BRIAN FLIPS OPEN his briefcase on the dining room table and places a waxed bag next to the sheaf of folders and his BlackBerry. “You remember the thing Barry told us…” One of the post-Felice family counselors — an earnest man with a habit of stroking his ponytail throughout the sessions.

“He told us a lot of things.”

“He said sometimes our partners know us even better than we know ourselves.”

Through the French doors, Avis watches wet black branches lit with buds, the Precambrian curves of the palm fronds. “Oh. Right. Okay.”

He doesn’t move for a moment. She turns and notices with a pang that he’s sneaked a bag of Florentine cookies into his briefcase. He says, “We can talk about it again later.”

“I’ve been thinking about the kids so much these days.”

“Stanley’s fantastic — he makes that place hop — no question about it.”

“Well, I just hope…” She watches Brian; it’s like speaking in code. “I want him to be happy is all. Do you think he is?”

“Well, I think he’s got a new girlfriend. He called me yesterday,” Brian says softly. He seems to be about to say more but stops.

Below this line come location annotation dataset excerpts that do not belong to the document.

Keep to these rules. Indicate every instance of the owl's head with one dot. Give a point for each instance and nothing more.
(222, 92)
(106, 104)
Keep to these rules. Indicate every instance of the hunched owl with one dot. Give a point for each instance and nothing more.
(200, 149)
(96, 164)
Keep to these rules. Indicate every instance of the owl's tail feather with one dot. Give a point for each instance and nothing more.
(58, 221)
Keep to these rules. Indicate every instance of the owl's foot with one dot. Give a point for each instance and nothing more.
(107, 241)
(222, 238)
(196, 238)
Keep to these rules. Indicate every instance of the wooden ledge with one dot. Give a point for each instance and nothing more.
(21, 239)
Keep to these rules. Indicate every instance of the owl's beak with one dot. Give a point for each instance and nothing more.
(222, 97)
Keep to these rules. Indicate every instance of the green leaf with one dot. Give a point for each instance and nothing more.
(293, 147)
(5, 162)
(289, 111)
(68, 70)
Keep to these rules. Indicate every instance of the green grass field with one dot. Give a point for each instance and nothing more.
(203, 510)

Avis’s hand moves to her chest. “What happened to that other one?” During his high school years, Avis had watched Stanley cycle through one date after another — pretty, ephemeral young ladies like fireflies.

“Who knows — that lady killer,” Brian says, smiling. Avis remembers Brian at twenty-eight: narrow sea-blue eyes. Irish-handsome, her mother had said — untrustworthy. Brian’s good looks settled into a sort of normalness — he put on weight, his face broadened, and he started to look like everyone else: she found this calming. She doesn’t really want to ask about Stanley so much as she wants to ask about their own marriage — how happy are we ? It seems they’ve lost the ability to speak to each other in such plain and direct words. “He’s always so busy,” she murmurs, examining the white flour crust under her nails.

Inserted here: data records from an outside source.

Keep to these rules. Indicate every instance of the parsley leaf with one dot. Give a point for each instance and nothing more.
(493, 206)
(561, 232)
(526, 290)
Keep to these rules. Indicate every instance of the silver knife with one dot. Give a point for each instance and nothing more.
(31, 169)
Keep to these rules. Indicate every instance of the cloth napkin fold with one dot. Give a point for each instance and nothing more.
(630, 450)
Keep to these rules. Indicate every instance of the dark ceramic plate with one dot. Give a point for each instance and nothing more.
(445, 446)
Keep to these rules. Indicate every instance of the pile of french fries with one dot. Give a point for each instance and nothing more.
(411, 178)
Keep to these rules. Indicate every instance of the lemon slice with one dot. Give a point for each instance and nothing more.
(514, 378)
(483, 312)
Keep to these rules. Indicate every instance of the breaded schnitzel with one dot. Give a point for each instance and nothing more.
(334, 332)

“Hurricane season — it’s a scramble for them. They’ve got to lay in supplies.”

“Does Stan know that her birthday is next week?” She doesn’t look at Brian.

“Whose?”

She approximates a smile. “Her eighteenth. D-Day. I was thinking maybe we should do something — like a memorial — to commemorate it.”

Brian gives her a genuine smile. “She’s not dying. Far as we know. You ask me, if anything we ought to celebrate that she’s an adult now — free to torment whomever she likes.”

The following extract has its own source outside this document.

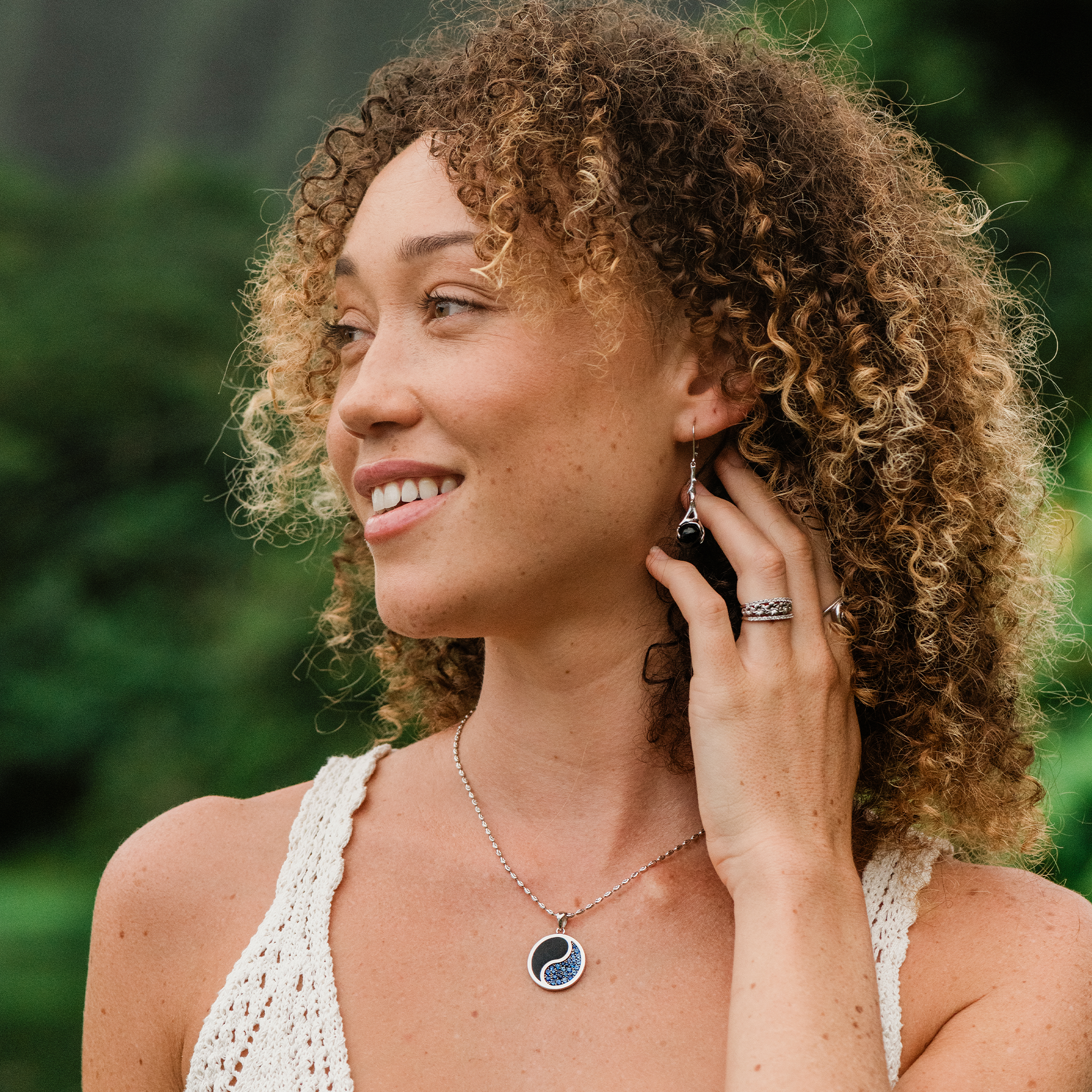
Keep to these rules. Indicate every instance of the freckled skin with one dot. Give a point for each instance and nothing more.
(429, 937)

MINUTES AFTER SHE HEARS Brian’s car rolling from the driveway, Avis goes to the French doors. The parrot is warbling, back to the watery contralto, a low, inflected pulse that reminds her of her mother’s collection of scratched up LPs — Edith Piaf, Billie Holiday. She opens the door and slips outside to the flagstone patio. The sound draws her into the fringe of the bamboo and coconut palms. Avis can’t account for her change of heart. It reminds her of how Florida had slowly opened to her twenty years ago, how she began to see the differences in lizards, and petals, and tree trunks: bark swirling in a spiral; spreading gray roots like the tendrils of a beard; one peeling like paper; one fine-grained as skin. Avis peers through the branches, pushing them aside so they release scents of grass and lime. This is the time of year when mangoes hang from the boughs, soft as hips, each tree with its own flavor. An amber butterfly floats over the neighbor’s clothesline. Avis realizes that a wave of shadow at the far end of the yard is the woman she spoke to the other day. She stands with her arms lifted, pinning a pair of men’s boxer shorts to the clothesline, a basket of laundry beside her, a wooden clothespin in her teeth.

As the woman shuffles forward, Avis notices something at the woman’s feet: it’s the bird, about a foot high, oil-black with a blue sheen, a crimson spot on its beak. It toddles behind the woman and emits a chortling, purling sound like Avis’s cat. Avis stands still, her hands on the trees, scarcely breathing. The woman wears an emerald-colored head scarf knotted at the back of her head and another housedress, this one in a celadon color, ethereal against the darkness of her skin. About halfway through her basket of clothes the woman pauses. She takes the clothespins from her mouth and whistles. The bird twitches its wings and tail feathers. She whistles again and the bird responds with a burst of song.